The key highlights of Ordinance are as below:
- The Ordinance provides an amendment to the definition of “Resolution Applicant” along with Section 25 of the Insolvency and Bankruptcy Code 2016 empowering Committee of Creditors (COC) to decide who may or may not submit a resolution plan having regard to the complexity and scale of operations of the business of the corporate debtor.
- The Ordinance provides for insertion of Section 29 A barring defaulting promoters from being able to submit a resolution plan and regain control.Section 29 A prohibits 8 categories ‘persons’, including wilful defaulters and persons with NPAs for over a year, from submitting a resolution plan, including the ‘connected persons’ to any of these 8 categories have also been barred from applying as resolution applicants, the connected persons being promoters or a related party.

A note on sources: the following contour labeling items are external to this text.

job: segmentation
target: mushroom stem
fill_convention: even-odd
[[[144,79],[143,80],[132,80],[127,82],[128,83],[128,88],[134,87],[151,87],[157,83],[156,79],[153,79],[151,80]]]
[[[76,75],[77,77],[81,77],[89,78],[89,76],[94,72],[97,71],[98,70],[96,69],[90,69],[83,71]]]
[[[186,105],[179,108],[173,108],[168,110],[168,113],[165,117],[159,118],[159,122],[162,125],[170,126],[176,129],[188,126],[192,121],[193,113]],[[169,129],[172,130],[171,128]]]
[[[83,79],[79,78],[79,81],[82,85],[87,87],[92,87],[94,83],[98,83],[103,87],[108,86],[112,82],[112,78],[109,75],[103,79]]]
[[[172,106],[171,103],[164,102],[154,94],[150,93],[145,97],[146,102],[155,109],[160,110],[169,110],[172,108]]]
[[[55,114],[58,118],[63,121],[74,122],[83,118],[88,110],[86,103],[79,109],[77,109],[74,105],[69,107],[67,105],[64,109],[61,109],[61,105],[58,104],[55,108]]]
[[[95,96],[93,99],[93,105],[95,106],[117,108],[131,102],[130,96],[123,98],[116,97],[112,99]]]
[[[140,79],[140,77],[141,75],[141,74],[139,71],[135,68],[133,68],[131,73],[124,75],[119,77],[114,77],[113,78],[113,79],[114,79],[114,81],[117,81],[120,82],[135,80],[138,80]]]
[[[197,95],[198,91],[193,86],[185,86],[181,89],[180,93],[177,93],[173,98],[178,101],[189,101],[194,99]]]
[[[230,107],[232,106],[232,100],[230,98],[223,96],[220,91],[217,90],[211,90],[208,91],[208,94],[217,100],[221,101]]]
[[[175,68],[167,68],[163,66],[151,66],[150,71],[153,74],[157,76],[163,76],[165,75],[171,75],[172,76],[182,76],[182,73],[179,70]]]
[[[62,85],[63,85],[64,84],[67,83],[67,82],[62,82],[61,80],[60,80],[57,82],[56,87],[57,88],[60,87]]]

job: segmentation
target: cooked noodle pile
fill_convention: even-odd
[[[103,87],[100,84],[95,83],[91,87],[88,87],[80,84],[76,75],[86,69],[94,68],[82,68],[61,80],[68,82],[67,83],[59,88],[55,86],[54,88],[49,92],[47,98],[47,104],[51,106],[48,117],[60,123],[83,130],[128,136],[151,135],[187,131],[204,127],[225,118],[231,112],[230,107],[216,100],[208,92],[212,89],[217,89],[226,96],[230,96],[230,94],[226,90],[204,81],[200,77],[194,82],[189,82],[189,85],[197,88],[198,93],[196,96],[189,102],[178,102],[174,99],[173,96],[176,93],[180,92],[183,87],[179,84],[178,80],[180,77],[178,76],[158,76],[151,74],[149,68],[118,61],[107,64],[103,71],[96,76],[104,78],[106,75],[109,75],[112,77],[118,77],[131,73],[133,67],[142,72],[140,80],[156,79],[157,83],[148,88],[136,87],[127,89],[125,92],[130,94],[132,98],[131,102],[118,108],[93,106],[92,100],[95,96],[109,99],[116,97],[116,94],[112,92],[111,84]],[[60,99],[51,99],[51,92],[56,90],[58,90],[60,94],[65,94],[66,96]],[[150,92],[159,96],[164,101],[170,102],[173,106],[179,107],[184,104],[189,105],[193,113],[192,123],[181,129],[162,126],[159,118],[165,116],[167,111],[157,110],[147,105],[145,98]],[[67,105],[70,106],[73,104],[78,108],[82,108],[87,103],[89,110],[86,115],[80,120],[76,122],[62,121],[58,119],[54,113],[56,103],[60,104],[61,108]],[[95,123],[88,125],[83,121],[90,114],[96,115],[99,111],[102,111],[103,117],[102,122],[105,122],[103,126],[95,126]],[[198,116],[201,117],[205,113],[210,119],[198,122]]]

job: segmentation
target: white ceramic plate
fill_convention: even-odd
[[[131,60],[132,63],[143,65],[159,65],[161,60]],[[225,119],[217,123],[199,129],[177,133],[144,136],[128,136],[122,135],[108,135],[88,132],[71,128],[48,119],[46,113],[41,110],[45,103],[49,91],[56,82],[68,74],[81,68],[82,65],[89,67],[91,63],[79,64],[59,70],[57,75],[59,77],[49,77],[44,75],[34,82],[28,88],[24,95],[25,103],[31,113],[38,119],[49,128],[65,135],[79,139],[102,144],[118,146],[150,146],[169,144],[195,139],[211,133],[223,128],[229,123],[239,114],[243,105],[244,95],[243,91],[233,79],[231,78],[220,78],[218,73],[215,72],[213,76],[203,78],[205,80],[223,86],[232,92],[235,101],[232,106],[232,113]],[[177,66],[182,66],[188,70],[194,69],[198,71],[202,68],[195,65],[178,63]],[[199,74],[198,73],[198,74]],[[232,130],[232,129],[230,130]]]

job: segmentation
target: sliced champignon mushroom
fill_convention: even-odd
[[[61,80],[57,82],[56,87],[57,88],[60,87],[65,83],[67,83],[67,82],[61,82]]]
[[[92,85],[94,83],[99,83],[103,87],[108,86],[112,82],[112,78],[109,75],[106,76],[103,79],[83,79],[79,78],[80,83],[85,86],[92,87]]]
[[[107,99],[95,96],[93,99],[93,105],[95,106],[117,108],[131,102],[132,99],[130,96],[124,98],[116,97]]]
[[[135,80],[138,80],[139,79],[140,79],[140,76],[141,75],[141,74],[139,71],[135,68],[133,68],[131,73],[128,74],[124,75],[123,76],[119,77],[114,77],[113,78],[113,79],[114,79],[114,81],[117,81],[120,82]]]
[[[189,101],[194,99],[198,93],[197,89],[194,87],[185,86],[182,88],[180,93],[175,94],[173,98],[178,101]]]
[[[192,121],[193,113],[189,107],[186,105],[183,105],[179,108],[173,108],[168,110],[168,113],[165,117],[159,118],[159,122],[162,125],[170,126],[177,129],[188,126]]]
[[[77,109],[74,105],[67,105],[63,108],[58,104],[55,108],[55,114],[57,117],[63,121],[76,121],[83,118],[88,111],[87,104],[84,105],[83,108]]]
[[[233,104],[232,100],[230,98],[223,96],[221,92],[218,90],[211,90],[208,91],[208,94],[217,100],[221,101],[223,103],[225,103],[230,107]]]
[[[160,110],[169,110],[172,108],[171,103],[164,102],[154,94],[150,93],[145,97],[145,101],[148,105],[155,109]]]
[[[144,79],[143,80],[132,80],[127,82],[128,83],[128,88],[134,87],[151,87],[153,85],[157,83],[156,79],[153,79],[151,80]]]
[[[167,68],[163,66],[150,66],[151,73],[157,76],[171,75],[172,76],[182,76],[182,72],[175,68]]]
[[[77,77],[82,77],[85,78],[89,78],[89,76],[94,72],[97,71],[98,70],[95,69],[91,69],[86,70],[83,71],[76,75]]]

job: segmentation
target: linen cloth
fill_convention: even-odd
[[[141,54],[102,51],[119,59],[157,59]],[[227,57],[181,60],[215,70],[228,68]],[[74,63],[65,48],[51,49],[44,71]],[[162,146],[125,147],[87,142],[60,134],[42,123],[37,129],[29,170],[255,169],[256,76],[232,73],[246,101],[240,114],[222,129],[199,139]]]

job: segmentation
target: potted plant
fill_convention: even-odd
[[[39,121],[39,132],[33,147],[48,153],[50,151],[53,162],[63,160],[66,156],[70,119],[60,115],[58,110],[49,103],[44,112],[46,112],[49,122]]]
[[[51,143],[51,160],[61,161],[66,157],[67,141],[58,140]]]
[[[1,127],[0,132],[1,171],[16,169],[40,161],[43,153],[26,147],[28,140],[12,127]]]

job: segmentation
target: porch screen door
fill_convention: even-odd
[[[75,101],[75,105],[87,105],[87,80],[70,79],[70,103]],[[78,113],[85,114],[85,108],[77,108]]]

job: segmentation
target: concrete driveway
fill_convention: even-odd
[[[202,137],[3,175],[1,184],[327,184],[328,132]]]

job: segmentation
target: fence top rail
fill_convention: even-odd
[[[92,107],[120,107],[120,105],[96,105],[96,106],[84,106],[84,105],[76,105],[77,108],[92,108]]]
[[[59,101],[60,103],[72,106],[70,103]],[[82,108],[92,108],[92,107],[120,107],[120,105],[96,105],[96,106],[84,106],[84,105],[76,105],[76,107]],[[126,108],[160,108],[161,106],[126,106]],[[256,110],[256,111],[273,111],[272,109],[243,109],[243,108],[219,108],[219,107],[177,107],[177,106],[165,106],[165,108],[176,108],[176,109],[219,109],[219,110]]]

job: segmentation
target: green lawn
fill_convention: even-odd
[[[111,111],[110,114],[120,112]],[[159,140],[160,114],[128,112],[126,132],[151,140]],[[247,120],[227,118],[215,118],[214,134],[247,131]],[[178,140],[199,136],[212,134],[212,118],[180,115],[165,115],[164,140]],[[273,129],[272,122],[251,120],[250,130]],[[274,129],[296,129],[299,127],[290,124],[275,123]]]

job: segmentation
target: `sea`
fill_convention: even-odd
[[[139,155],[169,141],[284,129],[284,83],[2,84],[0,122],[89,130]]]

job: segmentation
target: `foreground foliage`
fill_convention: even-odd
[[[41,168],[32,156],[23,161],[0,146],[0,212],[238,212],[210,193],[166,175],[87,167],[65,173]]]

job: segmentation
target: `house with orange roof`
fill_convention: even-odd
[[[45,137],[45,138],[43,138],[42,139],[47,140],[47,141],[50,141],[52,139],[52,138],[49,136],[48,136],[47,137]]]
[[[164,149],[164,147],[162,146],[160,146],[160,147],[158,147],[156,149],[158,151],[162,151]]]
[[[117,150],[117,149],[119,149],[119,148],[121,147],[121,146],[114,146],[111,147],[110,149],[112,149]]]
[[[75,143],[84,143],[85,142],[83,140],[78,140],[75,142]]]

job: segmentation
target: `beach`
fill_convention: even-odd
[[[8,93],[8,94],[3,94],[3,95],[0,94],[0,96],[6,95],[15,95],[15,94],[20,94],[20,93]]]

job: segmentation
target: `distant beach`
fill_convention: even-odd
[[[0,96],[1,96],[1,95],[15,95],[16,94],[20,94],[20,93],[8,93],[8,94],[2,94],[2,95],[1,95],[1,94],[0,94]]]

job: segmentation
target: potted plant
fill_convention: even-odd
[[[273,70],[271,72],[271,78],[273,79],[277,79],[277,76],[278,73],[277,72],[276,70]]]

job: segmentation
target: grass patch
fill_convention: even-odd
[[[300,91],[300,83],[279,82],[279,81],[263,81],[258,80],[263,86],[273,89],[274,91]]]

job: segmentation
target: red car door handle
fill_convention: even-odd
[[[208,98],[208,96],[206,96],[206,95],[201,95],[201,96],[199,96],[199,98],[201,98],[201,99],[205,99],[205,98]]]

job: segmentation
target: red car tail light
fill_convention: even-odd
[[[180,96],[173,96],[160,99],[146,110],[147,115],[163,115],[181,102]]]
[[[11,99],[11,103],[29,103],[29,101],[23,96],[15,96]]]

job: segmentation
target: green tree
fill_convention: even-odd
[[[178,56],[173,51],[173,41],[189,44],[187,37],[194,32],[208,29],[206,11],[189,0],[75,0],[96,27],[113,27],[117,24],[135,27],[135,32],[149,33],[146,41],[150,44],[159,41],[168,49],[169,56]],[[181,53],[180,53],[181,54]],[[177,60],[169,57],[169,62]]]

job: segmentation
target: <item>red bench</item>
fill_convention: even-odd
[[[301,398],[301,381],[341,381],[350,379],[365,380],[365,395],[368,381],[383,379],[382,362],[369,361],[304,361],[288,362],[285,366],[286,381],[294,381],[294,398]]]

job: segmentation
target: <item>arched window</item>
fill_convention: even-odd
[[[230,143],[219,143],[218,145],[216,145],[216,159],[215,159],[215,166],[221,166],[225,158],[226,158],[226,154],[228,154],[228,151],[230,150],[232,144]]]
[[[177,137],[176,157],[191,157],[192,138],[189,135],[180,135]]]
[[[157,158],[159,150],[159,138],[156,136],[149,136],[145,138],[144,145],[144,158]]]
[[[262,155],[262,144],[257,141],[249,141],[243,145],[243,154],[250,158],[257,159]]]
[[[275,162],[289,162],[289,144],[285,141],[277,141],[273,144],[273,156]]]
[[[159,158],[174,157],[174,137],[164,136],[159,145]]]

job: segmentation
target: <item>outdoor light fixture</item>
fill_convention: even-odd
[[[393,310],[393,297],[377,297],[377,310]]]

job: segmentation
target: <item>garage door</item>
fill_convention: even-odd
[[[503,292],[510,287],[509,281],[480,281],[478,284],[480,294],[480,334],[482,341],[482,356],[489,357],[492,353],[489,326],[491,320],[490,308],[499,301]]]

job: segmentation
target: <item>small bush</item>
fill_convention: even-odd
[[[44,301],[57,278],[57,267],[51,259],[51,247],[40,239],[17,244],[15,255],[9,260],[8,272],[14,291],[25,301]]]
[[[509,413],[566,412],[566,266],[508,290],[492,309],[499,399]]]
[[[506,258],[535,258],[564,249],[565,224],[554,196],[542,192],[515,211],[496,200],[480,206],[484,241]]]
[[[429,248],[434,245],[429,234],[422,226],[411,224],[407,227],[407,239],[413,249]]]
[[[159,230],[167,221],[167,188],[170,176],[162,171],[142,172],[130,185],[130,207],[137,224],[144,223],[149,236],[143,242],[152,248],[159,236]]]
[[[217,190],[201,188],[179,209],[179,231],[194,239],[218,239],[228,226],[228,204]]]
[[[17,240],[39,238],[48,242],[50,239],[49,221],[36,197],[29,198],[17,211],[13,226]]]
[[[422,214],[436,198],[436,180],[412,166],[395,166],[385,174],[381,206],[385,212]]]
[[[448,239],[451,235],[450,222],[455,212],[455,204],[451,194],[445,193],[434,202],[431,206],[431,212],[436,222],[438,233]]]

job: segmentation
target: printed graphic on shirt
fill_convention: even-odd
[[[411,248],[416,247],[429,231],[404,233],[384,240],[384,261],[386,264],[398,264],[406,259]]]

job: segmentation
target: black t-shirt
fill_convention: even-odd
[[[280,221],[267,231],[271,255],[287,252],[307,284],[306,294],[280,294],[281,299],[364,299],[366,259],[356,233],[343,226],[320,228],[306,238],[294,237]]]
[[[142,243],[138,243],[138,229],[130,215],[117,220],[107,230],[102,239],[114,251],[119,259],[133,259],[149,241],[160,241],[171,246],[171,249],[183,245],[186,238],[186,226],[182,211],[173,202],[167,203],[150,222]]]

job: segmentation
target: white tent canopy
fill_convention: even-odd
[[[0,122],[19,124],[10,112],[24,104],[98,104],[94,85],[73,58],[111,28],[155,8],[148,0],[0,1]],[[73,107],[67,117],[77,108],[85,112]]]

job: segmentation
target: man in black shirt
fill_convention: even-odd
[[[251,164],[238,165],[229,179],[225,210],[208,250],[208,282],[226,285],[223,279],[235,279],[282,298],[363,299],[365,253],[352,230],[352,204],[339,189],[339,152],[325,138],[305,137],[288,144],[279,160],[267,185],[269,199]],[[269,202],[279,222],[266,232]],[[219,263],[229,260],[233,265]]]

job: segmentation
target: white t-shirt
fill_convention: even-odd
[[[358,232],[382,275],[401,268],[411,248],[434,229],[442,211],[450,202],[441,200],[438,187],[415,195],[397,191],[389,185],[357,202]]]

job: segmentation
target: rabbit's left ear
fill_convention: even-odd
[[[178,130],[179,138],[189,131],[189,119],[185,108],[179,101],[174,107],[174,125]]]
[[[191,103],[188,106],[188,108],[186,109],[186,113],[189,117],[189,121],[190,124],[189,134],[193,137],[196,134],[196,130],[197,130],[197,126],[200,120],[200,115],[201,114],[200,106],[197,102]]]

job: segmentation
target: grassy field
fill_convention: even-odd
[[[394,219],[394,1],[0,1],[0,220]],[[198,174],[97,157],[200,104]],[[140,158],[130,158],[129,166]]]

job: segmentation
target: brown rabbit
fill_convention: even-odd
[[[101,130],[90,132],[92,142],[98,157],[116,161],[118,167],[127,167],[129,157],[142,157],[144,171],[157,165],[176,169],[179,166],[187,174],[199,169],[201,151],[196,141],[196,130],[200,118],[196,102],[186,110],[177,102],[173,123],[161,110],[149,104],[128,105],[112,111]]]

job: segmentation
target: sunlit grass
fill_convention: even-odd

- The Ordinance amends Section 30 of the Insolvency and Bankruptcy Code 2016 providing that COC may approve resolution plan by a vote of not less than 75 % of the voting share of the financial creditors, after considering its feasibility and viability and such other requirements as may be specified by the Board. Amended Section 30 gives authority to COC to choose resolution plans as per its own discretion.
- The Ordinance amends Section 35 by inserting clause (f) in subsection (1) prohibiting a liquidator from selling an immovable or immovable property or actionable claims of the corporate debtor in liquidation to any of the 8 categories ‘persons’ and connected persons.
- The Ordinance provides for insertion of section 235 A providing that in case of the contravention of Code/Rules/ Regulations by any person made thereunder for which no penalty or punishment has been prescribed under the Code, such person shall be punishable with the fine which shall not be less than Rupees 1 Lakh which may extend to Rupees 2 Crore.